• Fan absolu de Chopin, Mourad va enfin avoir droit à son propre piano. Une récompense amplement méritée, compte tenu de son talent et de sa passion.

    Un prodige de 14 ans

    À 14 ans, Mourad est un jeune prodige doté d’une volonté hors-norme. Puisqu’il n’a pas de piano (alors qu’il maîtrise cet instrument à la perfection), cet adolescent des quartiers nord de Marseille se rend régulièrement à l’hôpital de la Timone dont le hall contient, justement, un piano. Une passion dévorante qui, heureusement, a fini par le faire remarquer !

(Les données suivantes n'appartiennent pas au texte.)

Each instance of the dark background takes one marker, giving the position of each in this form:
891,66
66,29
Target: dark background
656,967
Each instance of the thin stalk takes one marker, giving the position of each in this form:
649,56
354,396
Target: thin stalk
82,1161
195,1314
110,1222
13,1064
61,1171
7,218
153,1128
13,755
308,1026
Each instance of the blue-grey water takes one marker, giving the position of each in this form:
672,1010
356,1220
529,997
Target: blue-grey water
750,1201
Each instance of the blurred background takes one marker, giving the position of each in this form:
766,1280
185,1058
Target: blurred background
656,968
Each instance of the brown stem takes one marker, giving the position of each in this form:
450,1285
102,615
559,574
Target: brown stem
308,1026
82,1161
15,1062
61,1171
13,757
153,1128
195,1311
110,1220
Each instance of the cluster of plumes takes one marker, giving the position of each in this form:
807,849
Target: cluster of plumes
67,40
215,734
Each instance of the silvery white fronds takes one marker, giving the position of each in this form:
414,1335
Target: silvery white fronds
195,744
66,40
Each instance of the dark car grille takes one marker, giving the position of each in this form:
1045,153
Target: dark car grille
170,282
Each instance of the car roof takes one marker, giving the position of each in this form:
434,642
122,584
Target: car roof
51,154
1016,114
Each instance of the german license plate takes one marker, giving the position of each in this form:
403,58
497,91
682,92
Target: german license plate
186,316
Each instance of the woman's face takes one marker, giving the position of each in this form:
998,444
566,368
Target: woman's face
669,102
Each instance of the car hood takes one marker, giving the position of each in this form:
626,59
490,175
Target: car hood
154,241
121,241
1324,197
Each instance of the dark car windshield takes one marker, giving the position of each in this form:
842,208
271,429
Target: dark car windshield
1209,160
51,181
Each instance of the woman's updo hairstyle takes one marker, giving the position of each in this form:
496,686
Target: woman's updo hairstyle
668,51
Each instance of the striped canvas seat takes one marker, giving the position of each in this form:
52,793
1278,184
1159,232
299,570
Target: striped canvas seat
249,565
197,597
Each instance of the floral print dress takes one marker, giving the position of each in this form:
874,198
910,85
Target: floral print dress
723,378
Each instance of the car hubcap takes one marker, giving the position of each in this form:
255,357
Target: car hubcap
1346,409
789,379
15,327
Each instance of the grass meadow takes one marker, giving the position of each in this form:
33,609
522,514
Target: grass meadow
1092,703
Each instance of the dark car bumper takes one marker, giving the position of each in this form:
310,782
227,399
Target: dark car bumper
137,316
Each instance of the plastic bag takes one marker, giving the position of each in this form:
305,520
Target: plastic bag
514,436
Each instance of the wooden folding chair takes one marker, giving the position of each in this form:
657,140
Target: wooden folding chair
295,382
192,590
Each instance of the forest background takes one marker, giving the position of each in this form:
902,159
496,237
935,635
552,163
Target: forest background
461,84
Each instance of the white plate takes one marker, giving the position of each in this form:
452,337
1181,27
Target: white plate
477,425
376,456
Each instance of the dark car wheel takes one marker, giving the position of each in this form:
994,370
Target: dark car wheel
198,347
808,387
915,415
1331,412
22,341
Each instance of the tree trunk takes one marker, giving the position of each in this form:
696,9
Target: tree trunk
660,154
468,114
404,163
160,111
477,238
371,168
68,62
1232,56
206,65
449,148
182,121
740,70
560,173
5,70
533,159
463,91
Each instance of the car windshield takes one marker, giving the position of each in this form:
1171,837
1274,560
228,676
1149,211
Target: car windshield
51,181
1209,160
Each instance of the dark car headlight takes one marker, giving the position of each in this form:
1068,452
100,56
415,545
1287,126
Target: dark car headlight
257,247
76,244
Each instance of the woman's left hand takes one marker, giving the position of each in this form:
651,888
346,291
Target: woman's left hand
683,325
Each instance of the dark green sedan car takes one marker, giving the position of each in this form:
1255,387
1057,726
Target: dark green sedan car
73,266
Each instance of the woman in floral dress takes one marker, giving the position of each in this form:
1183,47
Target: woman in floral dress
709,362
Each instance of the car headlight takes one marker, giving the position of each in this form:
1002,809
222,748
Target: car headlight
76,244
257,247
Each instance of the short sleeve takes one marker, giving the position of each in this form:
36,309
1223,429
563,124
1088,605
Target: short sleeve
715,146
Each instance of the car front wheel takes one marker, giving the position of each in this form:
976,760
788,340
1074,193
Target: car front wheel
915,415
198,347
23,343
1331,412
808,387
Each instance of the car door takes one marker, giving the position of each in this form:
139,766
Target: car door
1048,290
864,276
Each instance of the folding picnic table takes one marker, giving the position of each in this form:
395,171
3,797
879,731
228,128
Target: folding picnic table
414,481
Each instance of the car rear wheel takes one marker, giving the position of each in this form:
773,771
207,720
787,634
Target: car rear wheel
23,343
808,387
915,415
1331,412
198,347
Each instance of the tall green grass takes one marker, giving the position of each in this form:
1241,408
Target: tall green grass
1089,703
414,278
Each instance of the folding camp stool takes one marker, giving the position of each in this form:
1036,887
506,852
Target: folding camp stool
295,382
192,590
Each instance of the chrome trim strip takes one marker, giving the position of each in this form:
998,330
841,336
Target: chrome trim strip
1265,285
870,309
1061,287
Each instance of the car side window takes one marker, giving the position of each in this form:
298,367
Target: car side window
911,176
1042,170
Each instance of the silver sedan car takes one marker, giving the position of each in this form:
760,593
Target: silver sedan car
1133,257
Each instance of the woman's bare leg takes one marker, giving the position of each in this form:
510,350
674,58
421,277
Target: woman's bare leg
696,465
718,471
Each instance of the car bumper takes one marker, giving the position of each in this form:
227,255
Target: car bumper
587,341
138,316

    Un jour, alors qu’il jouait dans le hall de l’hôpital, une personne plus curieuse que les autres a approché Mourad, l’a interrogé et l’a filmé. Depuis, sa vidéo est devenue virale et Mourad a acquis une petite notoriété… et s’est enfin vu offrir un piano ! Une belle histoire résumée ici dans un joli reportage signé France 3. Regardez :

     

    Une récompense méritée. Il aurait été dommage qu’un tel musicien soit plus longtemps privé d’instrument. Et puis, quel plaisir de voir ainsi se briser un cliché.

    Un prodige de 14 ans

    L’histoire ne s’arrêtera peut-être pas là puisque André Manoukian, pianiste et ancien jury de la Nouvelle Star, a réagi au tweet de Marston213 en disant : « I’m In ! Envoyez ses coordonnées bordel ! »… Lui voudrait jouer dans un orchestre.

    Un prodige de 14 ans

    Un prodige de 14 ans

    Vive la musique et belle carrière à Mourad.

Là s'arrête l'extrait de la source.